In particular, he balked at the idea of repeated tight passes over any villages. Whenever helicopters surveyed the island too intently, he told us, village chiefs bombarded the pilots with demands for compensation. Anyone traversing their airspace without payment, they claimed, was trespassing.
Makili explained the dolphin situation—at least 1,500 animals gone during the past two weeks—and eventually Hamilton settled into the idea of flying over the area, using a recent tsunami as a cover. He was shaken by the dolphin news: “I heard something about that on the radio,” he said, wiping his brow. “But I didn’t believe it. I mean, to kill a thousand dolphins in one day seems impossible.”
“Nah,” Makili said, shaking his head. “They can do more than that.”

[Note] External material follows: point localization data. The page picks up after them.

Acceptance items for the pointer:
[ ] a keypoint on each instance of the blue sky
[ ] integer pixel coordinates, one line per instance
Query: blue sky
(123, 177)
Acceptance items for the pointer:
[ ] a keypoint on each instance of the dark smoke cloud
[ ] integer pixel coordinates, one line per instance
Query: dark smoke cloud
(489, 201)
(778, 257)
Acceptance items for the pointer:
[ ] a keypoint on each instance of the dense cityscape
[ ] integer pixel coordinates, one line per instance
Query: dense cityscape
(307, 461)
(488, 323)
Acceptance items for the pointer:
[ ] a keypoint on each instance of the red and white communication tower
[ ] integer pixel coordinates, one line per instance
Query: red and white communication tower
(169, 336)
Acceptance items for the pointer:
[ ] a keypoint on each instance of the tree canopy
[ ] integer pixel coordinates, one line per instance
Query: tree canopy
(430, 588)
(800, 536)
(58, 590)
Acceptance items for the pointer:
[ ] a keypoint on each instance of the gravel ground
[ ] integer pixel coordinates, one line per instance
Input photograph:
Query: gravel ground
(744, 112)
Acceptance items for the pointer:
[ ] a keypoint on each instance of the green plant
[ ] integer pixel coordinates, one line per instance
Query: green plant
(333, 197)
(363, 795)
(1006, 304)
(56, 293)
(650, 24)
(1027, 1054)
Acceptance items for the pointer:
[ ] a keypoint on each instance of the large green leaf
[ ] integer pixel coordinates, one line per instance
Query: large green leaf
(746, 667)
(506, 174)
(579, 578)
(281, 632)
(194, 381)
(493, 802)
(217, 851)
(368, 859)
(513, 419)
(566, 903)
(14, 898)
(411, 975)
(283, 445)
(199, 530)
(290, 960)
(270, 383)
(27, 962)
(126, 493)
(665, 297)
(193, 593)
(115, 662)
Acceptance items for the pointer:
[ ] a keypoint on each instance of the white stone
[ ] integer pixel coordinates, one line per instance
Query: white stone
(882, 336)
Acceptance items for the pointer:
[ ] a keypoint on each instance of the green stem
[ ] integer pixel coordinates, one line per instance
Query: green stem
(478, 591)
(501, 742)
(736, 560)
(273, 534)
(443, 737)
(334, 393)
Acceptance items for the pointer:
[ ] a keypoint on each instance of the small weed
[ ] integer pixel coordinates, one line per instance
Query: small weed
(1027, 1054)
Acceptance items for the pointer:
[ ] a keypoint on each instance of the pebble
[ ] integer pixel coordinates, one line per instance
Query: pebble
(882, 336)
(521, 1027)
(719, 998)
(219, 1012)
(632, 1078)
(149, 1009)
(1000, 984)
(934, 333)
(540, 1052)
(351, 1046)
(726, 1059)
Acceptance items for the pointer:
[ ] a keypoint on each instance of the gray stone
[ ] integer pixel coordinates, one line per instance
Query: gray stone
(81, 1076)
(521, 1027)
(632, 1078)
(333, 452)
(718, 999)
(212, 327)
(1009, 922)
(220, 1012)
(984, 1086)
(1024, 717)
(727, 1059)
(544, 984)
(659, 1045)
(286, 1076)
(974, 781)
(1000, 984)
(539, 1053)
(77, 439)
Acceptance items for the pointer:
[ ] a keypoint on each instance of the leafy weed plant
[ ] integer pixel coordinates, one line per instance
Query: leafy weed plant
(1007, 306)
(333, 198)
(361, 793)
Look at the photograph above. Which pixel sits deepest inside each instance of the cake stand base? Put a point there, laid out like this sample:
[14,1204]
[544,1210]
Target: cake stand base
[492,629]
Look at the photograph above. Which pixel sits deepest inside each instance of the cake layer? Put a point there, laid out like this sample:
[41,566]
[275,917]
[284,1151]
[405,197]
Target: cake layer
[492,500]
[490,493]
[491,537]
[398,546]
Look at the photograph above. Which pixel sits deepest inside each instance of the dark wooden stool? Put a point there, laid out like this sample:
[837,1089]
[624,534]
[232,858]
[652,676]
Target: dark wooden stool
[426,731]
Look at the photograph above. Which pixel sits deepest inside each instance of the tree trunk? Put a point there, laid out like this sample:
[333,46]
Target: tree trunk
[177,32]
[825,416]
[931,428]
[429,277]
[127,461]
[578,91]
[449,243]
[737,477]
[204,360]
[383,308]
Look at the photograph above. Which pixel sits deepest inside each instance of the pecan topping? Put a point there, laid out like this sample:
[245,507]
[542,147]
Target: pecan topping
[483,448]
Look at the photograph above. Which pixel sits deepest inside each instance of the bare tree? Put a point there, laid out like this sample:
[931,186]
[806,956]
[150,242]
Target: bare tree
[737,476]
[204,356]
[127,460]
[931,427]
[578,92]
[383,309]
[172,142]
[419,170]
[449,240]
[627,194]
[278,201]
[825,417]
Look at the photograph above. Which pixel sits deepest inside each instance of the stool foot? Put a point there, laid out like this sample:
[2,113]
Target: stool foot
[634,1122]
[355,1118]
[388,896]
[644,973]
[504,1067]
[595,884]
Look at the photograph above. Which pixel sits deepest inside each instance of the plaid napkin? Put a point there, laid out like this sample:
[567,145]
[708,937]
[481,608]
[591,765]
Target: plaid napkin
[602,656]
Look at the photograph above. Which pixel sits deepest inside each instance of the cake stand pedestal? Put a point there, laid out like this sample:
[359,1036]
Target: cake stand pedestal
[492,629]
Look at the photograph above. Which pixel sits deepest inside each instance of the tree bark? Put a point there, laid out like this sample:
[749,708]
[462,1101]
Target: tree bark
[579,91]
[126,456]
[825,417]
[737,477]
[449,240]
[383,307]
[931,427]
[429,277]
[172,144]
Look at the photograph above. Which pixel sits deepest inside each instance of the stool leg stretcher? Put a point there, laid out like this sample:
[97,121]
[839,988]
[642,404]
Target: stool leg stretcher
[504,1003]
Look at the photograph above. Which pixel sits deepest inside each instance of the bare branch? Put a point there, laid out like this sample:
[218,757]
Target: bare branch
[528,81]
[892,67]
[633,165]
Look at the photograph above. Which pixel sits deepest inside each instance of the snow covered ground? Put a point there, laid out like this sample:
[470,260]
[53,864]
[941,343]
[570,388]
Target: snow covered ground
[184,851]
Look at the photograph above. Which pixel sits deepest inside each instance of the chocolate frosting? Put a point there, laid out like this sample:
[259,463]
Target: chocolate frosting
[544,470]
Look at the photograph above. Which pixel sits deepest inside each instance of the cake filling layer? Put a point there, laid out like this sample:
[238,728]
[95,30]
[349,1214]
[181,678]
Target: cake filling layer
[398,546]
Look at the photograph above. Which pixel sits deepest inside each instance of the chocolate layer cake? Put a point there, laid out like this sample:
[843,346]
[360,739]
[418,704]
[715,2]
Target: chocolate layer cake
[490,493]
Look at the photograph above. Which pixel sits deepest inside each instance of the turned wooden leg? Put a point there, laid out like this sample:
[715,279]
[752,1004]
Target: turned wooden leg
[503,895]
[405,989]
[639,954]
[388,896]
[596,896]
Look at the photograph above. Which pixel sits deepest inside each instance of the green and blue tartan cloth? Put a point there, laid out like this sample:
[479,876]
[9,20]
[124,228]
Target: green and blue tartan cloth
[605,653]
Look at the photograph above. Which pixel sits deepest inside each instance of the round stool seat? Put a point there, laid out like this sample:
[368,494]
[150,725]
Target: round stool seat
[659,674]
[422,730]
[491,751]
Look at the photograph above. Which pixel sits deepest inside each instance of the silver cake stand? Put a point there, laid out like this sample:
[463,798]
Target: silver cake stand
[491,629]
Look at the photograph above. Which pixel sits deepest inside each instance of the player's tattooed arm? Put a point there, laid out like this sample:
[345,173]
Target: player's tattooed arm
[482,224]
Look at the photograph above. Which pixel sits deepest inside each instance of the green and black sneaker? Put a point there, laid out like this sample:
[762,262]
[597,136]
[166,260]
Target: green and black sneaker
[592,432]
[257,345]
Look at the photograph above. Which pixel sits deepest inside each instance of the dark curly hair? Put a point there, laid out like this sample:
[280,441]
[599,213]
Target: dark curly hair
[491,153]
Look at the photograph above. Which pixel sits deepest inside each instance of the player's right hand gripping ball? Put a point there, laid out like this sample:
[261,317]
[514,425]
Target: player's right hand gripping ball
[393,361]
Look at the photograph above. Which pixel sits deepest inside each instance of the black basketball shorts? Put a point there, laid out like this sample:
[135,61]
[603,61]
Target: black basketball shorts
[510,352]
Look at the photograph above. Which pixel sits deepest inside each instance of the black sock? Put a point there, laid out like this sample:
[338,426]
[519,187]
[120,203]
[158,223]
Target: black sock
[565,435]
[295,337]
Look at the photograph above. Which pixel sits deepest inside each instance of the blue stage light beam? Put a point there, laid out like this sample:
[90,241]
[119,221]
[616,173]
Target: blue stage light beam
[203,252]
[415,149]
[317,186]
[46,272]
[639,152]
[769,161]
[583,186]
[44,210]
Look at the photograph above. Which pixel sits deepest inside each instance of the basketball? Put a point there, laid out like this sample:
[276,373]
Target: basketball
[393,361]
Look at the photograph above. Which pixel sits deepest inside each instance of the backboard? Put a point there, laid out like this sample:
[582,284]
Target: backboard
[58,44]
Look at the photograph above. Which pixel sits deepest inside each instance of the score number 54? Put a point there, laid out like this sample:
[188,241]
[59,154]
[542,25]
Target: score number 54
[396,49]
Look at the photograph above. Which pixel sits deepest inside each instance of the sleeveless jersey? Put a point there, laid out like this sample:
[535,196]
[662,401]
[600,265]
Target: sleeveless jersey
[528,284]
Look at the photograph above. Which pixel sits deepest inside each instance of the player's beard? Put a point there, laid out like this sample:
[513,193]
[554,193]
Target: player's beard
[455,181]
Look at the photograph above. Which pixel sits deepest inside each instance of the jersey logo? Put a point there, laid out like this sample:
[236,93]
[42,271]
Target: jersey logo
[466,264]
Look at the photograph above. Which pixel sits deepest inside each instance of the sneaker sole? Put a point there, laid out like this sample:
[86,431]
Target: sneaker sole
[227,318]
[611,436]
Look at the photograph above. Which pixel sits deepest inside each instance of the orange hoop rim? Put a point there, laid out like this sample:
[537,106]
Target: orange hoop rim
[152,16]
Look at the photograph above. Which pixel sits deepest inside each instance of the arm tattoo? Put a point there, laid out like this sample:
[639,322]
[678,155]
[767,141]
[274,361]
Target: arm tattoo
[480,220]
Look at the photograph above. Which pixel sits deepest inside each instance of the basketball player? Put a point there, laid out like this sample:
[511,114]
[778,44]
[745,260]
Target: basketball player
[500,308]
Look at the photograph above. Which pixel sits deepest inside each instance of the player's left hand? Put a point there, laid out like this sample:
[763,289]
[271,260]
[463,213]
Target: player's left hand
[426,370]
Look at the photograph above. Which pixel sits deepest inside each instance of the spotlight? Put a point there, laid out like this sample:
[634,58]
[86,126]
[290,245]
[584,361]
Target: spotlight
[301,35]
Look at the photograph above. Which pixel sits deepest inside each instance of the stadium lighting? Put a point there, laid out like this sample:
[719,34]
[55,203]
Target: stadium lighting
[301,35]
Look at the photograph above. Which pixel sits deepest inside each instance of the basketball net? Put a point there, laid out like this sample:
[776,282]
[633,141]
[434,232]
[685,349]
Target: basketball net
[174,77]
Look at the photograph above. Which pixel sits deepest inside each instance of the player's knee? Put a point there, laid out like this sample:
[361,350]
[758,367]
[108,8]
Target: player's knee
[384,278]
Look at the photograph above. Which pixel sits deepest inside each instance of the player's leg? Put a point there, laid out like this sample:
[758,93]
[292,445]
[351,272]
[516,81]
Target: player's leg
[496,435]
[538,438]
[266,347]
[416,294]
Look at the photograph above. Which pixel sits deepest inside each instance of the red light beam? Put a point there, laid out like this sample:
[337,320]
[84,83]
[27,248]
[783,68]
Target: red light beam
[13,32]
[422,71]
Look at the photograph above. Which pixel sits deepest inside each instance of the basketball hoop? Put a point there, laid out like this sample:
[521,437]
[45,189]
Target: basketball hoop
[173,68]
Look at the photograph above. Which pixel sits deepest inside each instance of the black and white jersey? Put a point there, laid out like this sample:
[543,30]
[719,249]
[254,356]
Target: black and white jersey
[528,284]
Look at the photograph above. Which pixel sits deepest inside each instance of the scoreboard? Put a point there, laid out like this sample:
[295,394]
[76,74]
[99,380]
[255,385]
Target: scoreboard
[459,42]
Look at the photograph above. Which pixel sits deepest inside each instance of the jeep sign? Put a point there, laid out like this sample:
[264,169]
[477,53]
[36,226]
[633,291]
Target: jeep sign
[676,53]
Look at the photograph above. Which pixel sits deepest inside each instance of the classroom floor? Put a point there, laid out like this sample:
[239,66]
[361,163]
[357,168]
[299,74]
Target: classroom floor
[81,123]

It was O’Barry who had suggested the flyover, describing the alternative—an overnight boat ride—as a never-ending ordeal. Having already endured a four-hour cruise in these waters, I wasn’t eager to repeat the experience at length. Though air travel around the Solomons is patchy in general, it hadn’t been hard to find a helicopter company here, because of the mining and logging interests. Booking Hamilton, I’d felt, was the right approach. I didn’t want to hang out with expert dolphin-killers, much less listen to their grievances. To date, I’d managed to avoid malaria and dengue fever and I preferred to keep it that way. I was completely fine with buzzing Malaita rather than hacking across its hinterlands. One backpackers’ guide had cautioned even the most intrepid adventure seekers to think twice about that island, referring to it as “the world’s end.” I had also read that in some Malaitan settlements it was a grave insult for women to show up wearing clothes: females had to visit naked. This didn’t sound overly appealing.